Luis Francesco Arena - Stars and stones
Tout commença avec un vieux pick up Phillips et des rangements en carton. J’avais neuf-dix ans et je découvrais la caverne d’Ali Baba : la collection pléthorique de 33 et 45 tours de ma mère, remisée progressivement en bas des armoires de notre petit appartement à partir du moment où la musique céda le pas à d’autres urgences.
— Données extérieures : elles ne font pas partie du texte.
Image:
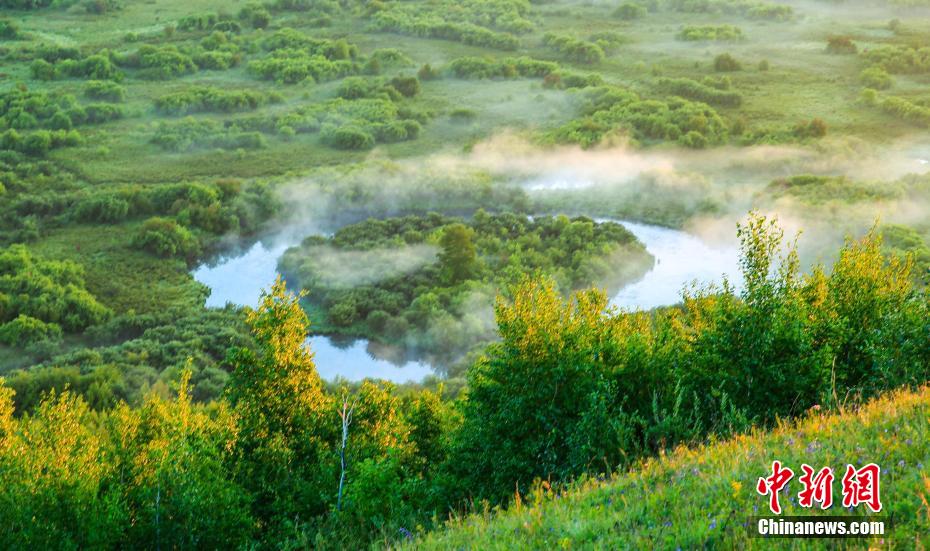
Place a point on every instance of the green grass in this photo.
(694, 498)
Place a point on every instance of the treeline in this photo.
(218, 51)
(368, 111)
(710, 32)
(708, 93)
(574, 49)
(477, 23)
(614, 111)
(40, 299)
(212, 99)
(751, 9)
(572, 388)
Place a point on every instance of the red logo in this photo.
(859, 486)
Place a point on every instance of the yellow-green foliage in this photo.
(695, 498)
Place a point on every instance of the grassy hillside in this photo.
(701, 498)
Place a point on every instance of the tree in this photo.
(284, 417)
(345, 414)
(459, 256)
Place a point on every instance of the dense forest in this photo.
(532, 201)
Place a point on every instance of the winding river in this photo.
(681, 258)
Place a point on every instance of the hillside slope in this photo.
(702, 498)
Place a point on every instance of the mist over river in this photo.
(680, 259)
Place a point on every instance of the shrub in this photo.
(482, 67)
(876, 78)
(25, 330)
(211, 99)
(9, 30)
(426, 72)
(629, 11)
(815, 128)
(97, 113)
(255, 15)
(692, 89)
(906, 110)
(407, 86)
(165, 237)
(840, 45)
(726, 63)
(105, 90)
(710, 32)
(574, 49)
(346, 137)
(51, 292)
(160, 62)
(900, 59)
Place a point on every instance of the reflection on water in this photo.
(240, 279)
(681, 258)
(354, 362)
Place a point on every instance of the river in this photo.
(680, 259)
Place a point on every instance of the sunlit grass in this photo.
(701, 497)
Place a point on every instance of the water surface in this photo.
(680, 259)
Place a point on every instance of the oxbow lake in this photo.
(680, 260)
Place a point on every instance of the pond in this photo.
(680, 259)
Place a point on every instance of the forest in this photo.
(345, 274)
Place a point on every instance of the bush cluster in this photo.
(900, 59)
(841, 45)
(511, 67)
(574, 49)
(611, 111)
(471, 22)
(212, 99)
(750, 9)
(41, 298)
(105, 90)
(193, 133)
(692, 89)
(710, 32)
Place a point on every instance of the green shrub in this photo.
(159, 62)
(211, 99)
(407, 86)
(876, 78)
(629, 11)
(841, 45)
(710, 32)
(692, 89)
(346, 137)
(482, 67)
(900, 59)
(255, 15)
(165, 237)
(574, 49)
(9, 30)
(726, 63)
(50, 292)
(24, 330)
(105, 90)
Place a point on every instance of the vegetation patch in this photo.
(694, 33)
(415, 277)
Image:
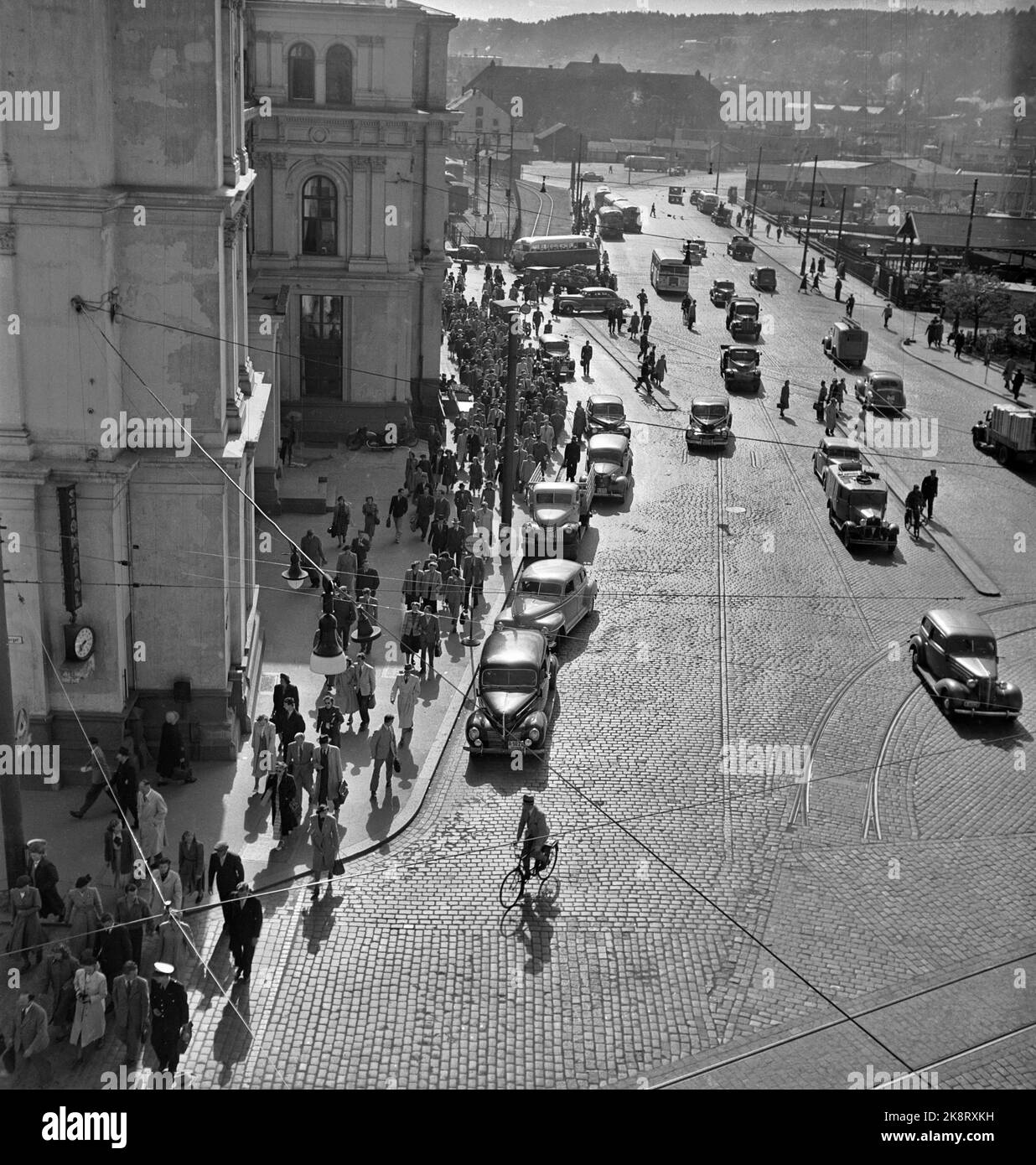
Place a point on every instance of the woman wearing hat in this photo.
(27, 934)
(91, 992)
(83, 911)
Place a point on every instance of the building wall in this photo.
(133, 203)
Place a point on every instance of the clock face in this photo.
(84, 643)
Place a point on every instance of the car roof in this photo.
(513, 645)
(552, 570)
(606, 441)
(955, 621)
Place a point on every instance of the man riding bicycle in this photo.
(534, 824)
(913, 508)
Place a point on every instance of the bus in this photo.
(645, 162)
(554, 251)
(630, 212)
(669, 272)
(609, 223)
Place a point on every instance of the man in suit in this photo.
(245, 929)
(133, 1012)
(330, 784)
(169, 1013)
(366, 681)
(227, 872)
(301, 762)
(30, 1042)
(44, 875)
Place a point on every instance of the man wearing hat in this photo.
(246, 926)
(169, 1016)
(227, 872)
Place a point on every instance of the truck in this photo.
(1008, 432)
(857, 501)
(558, 517)
(743, 318)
Il y avait bien quelques vinyles qui trainaient de ci de là, sauvés de l’empaquetage systématique. Mais quand je me décidai un jour à ressortir la valise magique et les caisses d’archive, je découvris un autre monde, fantastique, fait de pochettes, de titres en couleurs et de visages inconnus. Qui était ce Toto Cutugno ? De quelle terre promise parlait Richard Anthony ? Et c’est quoi un mendiant de l’amour ? Je passais des après-midis entiers à comparer les logos des labels Fontana, Polydor, Decca, à corriger une rayure sur un disque des Turtles, à écouter dix fois un Morricone oublié. C’était le paradis, vraiment : un ilot d’innocence où j’ignorais qu’il était mal vu d’enchaîner un Beatles avec un Claude François. J’apprenais, je m’abreuvais à la source d’une génération qui avait connu le twist, le rock, le disco. Je ne connaissais pas encore Reggiani mais j’aimais Daniel Guichard. J’ignorais Ferré mais déjà Gainsbourg me rendait tout chose. Et d’une certaine manière j’entrais dans le monde interdit des adultes, celui des paroles à double sens et des évocations qui me laissaient perplexe et curieux.
Après des mois D’O.M.D, de Michel Delpech, de Rolling Stones, de Verdi, je connus la première sécession : le pick-up s’enflamma diaboliquement alors que j’écoutais Hotel California. De quoi reconsidérer les théories ésotériques sur le tube du groupe californien. La chute. Bye bye l’Eden. J’achetai alors ma première chaine hi-fi et mes premiers disques. Je découvrais une nouvelle ère : le choix, la distinction.
Je regrette parfois cette innocence ignorant le qu’en dira-t-on ? Cette liberté. J’envie secrètement ceux qui aiment parce qu’ils aiment. Aujourd’hui un nouvel artiste émerge toujours déjà accompagné d’une flopée d’avis, de commentaires, de jugements définitifs. Il est de plus en plus difficile d’écouter sans savoir. Et il m’arrive parfois de regretter ce temps où Vangelis et Léonard Cohen m’atteignaient sans a priori.
L’avantage paradoxal d’internet est que parfois on tombe par hasard sur un artiste comme on choisissait autrefois un disque selon sa pochette, ses couleurs, ce que le nom nous évoque. Star and stones de Luis Francesco Arena fait partie de ces exceptions. Beau visuel, nom exotique et trompeur : ce que vous allez entendre ici est une sublime proposition pop. Mais j’en ai déjà trop dit : disons que vous l’avez découvert par vous-même.